At one point Mastroianni has draped Loren in a towel for a photo-shoot. They both know she’s wearing a bathing costume and only pretending she’s naked underneath but, as he points out, that’s not what public will think before adding “They’re perverts”. And he’s right because that’s EXACTLY what we’re thinking!
And so the film plays mischievously coy and coquettish whilst displaying Loren voluptuous figure to us to such an extent that our jaws start dropping like anvils through the floor like we’re Tex Avery cartoons and then calling us out for our inevitable states of captivation. And it’s completely unfair because Loren, already one of the most beautiful women to have ever lived, has never looked more spectacularly stimulating as she does here, a cascading series of curves in motion piloted by a seductively tantalising smile.

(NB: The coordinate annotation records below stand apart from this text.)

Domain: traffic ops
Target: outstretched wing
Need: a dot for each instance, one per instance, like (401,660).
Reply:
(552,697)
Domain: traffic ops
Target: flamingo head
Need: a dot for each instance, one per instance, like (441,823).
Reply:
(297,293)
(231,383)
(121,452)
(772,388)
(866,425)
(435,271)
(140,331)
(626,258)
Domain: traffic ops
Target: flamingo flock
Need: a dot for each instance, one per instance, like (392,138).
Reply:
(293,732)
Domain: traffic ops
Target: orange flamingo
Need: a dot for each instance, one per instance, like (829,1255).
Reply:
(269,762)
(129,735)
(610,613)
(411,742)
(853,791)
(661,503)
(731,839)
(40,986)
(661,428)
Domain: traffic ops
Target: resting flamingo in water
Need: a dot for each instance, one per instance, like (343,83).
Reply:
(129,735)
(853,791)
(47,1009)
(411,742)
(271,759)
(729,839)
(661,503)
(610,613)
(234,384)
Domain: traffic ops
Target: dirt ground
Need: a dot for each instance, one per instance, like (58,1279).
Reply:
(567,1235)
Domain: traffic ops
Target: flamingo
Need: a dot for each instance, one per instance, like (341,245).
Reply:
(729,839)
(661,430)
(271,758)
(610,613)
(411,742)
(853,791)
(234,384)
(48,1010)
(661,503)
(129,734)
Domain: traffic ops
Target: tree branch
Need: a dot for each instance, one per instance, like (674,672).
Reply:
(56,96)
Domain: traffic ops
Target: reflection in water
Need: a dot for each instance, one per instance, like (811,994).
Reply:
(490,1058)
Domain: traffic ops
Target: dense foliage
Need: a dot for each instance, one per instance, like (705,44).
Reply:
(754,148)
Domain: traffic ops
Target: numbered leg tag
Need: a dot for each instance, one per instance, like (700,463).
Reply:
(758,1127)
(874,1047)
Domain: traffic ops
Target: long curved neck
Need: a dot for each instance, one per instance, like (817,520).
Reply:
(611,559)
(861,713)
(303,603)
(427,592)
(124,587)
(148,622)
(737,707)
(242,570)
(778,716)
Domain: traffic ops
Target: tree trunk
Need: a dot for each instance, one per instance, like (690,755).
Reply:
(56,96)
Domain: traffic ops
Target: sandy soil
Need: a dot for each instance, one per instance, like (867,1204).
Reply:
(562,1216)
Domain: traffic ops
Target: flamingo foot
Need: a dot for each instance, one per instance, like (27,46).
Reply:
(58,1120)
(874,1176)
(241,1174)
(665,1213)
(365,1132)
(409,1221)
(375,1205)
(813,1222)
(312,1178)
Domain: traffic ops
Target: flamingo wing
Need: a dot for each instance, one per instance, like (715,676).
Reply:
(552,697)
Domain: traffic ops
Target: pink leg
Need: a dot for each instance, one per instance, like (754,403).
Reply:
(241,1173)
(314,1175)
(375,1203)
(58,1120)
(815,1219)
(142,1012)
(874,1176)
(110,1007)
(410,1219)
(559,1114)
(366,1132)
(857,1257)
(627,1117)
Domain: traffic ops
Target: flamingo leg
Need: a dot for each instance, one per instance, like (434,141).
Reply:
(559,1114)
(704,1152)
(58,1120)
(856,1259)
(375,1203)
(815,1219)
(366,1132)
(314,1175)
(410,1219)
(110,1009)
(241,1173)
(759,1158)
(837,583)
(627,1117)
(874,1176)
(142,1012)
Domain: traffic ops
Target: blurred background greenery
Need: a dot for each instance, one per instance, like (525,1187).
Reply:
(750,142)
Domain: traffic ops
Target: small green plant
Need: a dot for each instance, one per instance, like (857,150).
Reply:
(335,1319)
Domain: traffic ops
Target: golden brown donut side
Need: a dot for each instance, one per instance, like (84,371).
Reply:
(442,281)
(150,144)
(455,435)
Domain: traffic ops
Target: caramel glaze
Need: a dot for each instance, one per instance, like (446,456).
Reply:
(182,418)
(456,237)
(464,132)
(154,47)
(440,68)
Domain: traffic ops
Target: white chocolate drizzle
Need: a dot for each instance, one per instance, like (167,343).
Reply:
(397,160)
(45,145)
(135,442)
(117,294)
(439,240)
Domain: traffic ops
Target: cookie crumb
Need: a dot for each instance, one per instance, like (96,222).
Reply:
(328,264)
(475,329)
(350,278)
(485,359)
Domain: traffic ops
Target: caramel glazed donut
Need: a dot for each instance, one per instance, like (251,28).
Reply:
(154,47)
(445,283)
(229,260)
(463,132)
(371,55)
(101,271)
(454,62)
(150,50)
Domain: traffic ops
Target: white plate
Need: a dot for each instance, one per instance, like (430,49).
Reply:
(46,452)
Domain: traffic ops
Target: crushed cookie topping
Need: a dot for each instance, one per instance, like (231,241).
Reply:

You know that line in ‘Some Like it Hot’ (1959) when Jack Lemmon looks at Monroe’s wiggle and says she’s like “jello on springs”? Well, Monroe has nothing on Loren here (she’s so ridiculously voluptuous she makes Jessica Rabbit look positively androgynous).
But this was explicitly part of Loren’s appeal as her beauty suggested an unfettered, boundless natural thrust as opposed to an unattainable, urban, willowy chic. It’s why when Loren’s Antoinette visits a high-end Roman fashion house looking for employment the other models, all of whom are haughty, finely dressed sylphs, can only look on her with utter disbelief and envy. Not only that but she gets to look the way she does that AND eat what she wants?!
Loren also gets the film’s funniest gag when a rich gentleman offers her a lift in his expensive automobile to which she replies “Sorry, but I hate cars as much as cinema.” It’s a seemingly innocuous line but Sophia Loren delivering that comment to a theatre full of car-loving, cinema-obsessed Italians would’ve brought the house the down in 1956.
Yet the film’s strongest appeal is watching Loren and Mastroianni who both work so well together you can understand why their pairing was so incredibly successful and popular.
It’s not exactly a classic but ‘Lucky to be a Woman’ is a funny, stylish (some of the costumes here are simply wonderful), smart and incredibly enjoyable movie (it’s got a strong Capra influence) with something to say about fame, exploitation, the power of the image and what happens when, much like Loren did in real life, a woman takes control of hers.
And Sophia Loren has never looked more stunning. How stunning? Put it this way — it was only after the film had finished that I’d noticed I’d gnawed my way through my sofa.